According to consensus estimates, WPI was expected to contract 2.3 per cent but the decline has been sharper than estimated. The contraction has largely been driven by lower commodity and fuel prices, which continued in April. Wholesale prices are likely to remain in the negative zone for a few more months but would start rising gradually thereafter as the base effects would wane.
All three constituents of WPI — primary articles, fuel and manufactured products — remained in negative territory. Fuel prices were down 1.7 per cent month-on-month as prices of diesel, petrol, furnace oil, naphtha and air turbine fuel fell. Food prices, which have contributed to a large part of inflation over recent years, have remained benign, despite unseasonal rain.
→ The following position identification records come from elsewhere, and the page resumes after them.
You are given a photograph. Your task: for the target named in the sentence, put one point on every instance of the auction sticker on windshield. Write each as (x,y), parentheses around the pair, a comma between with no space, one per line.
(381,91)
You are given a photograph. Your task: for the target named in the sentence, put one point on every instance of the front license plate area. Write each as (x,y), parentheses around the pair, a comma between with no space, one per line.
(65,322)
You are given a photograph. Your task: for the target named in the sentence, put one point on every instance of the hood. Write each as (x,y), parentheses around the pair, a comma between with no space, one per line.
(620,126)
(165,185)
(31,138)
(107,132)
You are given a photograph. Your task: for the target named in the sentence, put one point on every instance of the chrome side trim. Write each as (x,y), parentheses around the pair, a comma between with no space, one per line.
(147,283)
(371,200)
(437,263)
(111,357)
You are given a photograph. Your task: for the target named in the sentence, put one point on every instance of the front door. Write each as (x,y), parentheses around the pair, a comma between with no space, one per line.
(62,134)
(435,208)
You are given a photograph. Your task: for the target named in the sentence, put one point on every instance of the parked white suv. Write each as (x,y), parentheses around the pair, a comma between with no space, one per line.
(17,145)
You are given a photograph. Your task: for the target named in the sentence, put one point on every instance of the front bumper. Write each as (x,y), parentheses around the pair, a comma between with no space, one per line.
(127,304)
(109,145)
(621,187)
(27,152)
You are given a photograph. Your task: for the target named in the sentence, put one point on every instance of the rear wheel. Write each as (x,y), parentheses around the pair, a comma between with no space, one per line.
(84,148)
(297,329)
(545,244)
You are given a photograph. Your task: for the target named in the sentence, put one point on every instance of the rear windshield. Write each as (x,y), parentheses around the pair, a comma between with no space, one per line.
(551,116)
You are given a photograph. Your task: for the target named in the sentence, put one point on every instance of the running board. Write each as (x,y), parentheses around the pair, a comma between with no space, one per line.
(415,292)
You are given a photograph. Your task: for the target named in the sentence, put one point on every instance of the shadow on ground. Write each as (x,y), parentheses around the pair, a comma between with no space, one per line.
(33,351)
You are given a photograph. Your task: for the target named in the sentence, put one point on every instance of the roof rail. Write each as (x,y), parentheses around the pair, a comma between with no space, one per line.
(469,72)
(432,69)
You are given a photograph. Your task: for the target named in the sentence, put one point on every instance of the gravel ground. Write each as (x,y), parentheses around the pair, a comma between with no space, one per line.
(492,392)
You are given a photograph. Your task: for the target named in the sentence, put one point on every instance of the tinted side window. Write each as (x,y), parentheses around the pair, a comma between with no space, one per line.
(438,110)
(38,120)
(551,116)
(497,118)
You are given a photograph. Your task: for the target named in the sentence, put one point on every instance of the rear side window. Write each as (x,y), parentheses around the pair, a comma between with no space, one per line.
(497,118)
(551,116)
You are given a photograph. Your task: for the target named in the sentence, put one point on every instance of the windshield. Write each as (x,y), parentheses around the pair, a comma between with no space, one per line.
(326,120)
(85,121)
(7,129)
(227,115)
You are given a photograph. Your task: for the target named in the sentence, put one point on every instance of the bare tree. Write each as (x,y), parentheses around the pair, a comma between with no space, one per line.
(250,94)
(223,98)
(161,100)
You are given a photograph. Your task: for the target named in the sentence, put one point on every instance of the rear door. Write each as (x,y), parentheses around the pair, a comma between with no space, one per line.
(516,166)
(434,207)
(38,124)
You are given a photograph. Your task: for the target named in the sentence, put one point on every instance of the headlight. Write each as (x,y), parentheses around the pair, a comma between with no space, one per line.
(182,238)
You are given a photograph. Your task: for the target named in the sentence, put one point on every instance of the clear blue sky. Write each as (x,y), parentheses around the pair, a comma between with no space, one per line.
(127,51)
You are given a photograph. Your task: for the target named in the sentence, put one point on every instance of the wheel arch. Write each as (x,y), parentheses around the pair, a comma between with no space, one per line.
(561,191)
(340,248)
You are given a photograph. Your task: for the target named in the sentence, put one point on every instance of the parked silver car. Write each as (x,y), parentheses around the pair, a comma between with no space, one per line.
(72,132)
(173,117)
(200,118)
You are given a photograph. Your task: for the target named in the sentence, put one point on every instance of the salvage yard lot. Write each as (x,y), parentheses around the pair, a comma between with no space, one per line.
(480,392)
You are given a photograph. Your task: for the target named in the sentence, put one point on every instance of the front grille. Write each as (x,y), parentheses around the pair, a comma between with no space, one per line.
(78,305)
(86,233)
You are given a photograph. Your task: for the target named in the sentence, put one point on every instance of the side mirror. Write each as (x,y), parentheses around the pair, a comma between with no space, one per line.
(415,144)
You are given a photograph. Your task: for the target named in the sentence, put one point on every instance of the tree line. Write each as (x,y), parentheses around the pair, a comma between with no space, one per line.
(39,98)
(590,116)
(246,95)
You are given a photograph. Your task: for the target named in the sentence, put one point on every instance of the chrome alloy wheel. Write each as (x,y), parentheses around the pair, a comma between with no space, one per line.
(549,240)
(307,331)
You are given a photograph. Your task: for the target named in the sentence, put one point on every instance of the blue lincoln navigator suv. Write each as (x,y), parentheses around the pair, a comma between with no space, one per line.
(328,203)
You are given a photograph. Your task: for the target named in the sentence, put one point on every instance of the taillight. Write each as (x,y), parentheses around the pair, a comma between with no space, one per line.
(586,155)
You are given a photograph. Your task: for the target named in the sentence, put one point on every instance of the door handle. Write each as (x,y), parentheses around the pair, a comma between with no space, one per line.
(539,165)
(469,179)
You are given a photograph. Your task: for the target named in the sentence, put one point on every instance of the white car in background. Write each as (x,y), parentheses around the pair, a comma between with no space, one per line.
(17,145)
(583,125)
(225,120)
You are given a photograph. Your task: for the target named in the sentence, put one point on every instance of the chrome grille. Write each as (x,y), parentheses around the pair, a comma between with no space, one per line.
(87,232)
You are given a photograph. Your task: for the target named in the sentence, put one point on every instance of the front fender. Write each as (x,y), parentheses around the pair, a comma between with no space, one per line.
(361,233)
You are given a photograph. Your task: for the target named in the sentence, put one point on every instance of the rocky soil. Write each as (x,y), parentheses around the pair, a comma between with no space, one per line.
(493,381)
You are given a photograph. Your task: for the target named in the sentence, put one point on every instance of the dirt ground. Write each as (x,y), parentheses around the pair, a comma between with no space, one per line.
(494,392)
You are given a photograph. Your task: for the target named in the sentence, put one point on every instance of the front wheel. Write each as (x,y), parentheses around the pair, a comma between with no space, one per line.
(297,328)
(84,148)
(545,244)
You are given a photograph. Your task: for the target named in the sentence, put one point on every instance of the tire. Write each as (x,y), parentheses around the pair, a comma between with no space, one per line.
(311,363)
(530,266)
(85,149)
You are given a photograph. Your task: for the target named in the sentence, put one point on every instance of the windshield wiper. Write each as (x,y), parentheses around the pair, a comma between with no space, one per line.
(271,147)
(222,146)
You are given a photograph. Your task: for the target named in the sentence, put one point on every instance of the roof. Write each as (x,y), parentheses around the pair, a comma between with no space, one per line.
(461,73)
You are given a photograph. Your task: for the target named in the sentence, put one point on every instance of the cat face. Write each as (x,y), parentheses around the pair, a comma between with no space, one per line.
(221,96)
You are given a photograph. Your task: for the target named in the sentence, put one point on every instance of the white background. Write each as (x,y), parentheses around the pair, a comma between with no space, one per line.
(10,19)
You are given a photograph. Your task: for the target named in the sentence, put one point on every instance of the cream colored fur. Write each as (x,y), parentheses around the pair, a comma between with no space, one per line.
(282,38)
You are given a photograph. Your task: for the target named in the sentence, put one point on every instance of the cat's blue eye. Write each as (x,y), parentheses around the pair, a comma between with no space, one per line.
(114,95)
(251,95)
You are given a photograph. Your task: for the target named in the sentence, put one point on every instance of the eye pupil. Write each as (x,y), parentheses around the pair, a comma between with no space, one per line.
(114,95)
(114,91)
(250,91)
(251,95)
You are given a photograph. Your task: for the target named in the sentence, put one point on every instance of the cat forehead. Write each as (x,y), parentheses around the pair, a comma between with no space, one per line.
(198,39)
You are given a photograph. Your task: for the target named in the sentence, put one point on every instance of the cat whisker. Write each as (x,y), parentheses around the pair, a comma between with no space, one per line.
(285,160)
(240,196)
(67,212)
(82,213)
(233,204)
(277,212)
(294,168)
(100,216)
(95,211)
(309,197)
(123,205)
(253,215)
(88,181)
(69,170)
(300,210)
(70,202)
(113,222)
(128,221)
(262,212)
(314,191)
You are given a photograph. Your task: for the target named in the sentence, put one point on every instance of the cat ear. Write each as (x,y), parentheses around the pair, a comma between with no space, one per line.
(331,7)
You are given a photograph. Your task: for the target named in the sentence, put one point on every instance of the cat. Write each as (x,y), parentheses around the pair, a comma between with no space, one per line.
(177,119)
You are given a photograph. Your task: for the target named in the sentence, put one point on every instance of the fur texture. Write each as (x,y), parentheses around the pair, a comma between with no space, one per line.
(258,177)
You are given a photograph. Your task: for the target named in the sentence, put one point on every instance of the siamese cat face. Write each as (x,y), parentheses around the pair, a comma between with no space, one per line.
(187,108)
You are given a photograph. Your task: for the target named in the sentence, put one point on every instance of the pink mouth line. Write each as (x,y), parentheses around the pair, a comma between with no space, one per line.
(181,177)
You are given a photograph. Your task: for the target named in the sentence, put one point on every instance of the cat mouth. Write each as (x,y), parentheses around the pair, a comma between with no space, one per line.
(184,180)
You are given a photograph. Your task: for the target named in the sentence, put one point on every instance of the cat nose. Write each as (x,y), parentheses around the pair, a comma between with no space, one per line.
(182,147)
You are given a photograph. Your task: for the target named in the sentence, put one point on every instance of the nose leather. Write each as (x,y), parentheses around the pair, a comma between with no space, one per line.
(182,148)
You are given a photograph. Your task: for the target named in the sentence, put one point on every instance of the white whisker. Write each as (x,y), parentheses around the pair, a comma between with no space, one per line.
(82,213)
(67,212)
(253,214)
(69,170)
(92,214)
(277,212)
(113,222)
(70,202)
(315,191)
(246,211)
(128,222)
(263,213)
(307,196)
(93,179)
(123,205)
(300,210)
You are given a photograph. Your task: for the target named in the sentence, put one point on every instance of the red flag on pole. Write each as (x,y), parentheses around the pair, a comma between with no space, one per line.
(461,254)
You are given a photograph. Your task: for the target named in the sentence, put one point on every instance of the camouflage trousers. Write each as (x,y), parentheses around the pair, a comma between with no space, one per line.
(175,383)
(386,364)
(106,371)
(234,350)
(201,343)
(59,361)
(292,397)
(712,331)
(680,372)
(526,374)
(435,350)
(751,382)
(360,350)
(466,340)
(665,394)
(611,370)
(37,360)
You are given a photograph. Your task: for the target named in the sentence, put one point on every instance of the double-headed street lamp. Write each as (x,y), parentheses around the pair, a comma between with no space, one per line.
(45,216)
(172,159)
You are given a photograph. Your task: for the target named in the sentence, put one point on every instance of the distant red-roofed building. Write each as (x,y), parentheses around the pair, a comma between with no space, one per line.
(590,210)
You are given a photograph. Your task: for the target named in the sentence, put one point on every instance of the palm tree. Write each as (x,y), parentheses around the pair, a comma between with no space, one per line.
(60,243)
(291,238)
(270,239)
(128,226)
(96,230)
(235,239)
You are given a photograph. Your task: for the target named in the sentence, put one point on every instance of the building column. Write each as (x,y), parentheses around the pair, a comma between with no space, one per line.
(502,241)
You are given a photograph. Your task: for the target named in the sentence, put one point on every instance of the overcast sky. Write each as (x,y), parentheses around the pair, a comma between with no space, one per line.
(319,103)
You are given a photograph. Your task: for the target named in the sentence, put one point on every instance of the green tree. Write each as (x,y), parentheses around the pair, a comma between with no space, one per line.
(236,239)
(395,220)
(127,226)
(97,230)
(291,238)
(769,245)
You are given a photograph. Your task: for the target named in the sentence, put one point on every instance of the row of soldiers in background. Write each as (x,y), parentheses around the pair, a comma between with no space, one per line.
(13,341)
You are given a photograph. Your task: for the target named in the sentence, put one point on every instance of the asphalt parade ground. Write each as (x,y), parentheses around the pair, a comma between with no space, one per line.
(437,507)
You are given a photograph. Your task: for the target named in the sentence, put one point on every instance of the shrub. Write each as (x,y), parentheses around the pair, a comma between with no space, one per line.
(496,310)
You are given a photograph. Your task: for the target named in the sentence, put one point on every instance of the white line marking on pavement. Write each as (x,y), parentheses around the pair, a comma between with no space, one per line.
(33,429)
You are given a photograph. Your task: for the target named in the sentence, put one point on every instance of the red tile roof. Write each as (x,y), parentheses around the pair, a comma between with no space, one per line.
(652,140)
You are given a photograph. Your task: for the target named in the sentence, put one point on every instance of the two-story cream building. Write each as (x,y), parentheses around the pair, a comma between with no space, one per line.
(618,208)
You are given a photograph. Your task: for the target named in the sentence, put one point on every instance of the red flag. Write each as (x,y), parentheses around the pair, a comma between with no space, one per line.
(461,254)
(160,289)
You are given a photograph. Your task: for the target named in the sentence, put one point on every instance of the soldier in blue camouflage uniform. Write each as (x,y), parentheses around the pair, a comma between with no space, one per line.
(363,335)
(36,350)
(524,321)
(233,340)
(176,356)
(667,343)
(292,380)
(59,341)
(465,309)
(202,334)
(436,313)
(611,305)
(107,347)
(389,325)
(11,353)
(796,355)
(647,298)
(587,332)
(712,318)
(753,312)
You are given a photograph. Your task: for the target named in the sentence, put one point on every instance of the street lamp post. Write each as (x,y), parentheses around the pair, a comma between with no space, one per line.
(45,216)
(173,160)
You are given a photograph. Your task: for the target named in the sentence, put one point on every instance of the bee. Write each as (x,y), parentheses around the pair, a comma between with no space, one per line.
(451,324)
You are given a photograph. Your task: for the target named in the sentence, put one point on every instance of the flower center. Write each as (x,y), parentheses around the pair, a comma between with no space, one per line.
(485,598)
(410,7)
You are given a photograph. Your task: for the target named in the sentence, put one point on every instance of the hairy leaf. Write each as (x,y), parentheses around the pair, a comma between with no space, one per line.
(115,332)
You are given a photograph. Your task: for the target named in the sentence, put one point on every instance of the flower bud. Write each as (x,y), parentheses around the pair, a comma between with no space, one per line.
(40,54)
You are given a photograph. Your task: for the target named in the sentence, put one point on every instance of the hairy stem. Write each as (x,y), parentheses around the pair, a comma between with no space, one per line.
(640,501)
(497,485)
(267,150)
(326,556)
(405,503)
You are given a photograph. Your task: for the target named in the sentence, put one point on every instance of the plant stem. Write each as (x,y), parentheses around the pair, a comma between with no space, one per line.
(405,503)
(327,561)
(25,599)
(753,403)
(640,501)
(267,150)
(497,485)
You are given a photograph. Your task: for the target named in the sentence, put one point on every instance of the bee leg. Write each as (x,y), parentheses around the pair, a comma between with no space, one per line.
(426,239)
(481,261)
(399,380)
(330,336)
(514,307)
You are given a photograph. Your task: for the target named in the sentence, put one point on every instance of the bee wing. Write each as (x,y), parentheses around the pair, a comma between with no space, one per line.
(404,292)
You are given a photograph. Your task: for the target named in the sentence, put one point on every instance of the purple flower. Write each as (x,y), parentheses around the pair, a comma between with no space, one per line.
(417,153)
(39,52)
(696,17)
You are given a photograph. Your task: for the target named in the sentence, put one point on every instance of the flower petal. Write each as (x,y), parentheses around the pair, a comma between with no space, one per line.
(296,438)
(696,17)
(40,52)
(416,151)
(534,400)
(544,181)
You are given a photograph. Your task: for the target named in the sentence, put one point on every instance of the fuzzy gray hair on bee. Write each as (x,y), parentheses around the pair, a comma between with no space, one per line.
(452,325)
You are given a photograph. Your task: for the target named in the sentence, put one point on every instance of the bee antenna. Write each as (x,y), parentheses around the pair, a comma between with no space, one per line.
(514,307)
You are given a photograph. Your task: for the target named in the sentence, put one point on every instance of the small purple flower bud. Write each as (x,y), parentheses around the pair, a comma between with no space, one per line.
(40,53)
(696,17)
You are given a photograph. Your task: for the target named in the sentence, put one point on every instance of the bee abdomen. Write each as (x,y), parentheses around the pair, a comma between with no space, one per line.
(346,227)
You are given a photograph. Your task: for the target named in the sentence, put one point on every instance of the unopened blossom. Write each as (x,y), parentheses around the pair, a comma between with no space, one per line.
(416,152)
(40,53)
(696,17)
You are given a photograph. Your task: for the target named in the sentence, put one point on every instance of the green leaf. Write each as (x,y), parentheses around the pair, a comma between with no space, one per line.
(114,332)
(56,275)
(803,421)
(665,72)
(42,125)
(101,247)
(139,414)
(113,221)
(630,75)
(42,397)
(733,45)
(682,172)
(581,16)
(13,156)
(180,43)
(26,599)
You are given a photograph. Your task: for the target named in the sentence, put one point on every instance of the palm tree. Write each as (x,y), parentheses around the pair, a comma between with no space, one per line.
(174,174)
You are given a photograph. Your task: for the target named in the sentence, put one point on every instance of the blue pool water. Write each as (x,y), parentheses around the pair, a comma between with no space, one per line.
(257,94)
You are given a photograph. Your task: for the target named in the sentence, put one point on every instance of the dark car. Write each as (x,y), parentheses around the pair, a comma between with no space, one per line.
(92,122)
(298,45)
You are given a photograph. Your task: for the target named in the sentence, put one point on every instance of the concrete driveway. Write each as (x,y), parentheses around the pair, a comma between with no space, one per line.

However, some other economists believe output prices have not declined in line with input prices. This explains the differential between consumer prices and wholesale prices. Though the Consumer Price Index slipped to a four-month low of 4.87 per cent in April, it continues to be well above WPI.
Sonal Varma of Nomura explains: “Much of the fall in WPI inflation since mid-2014 reflects lower input costs, rather than a fall in output prices. This is also reflected in the widening wedge between retail prices of manufactured goods in the CPI (clothing and footwear, household goods, personal care items) and the non-food manufacturing index in the WPI.” Excluding food and fuel, wholesale prices have remained stable, which is expected to continue in coming quarters. The positive takeaway from both these two trends — lower food prices and stability in WPI — is that the pressure on retail prices will also remain muted. The steep fall in commodity prices is done but a sharp rebound is also unlikely. With crude prices inching up and base effects turning negative, economists expect the wholesale prices to pick up gradually.
Inflationary pressures are likely to remain subdued, which could lead to another rate cut by the RBI to support growth, believe many.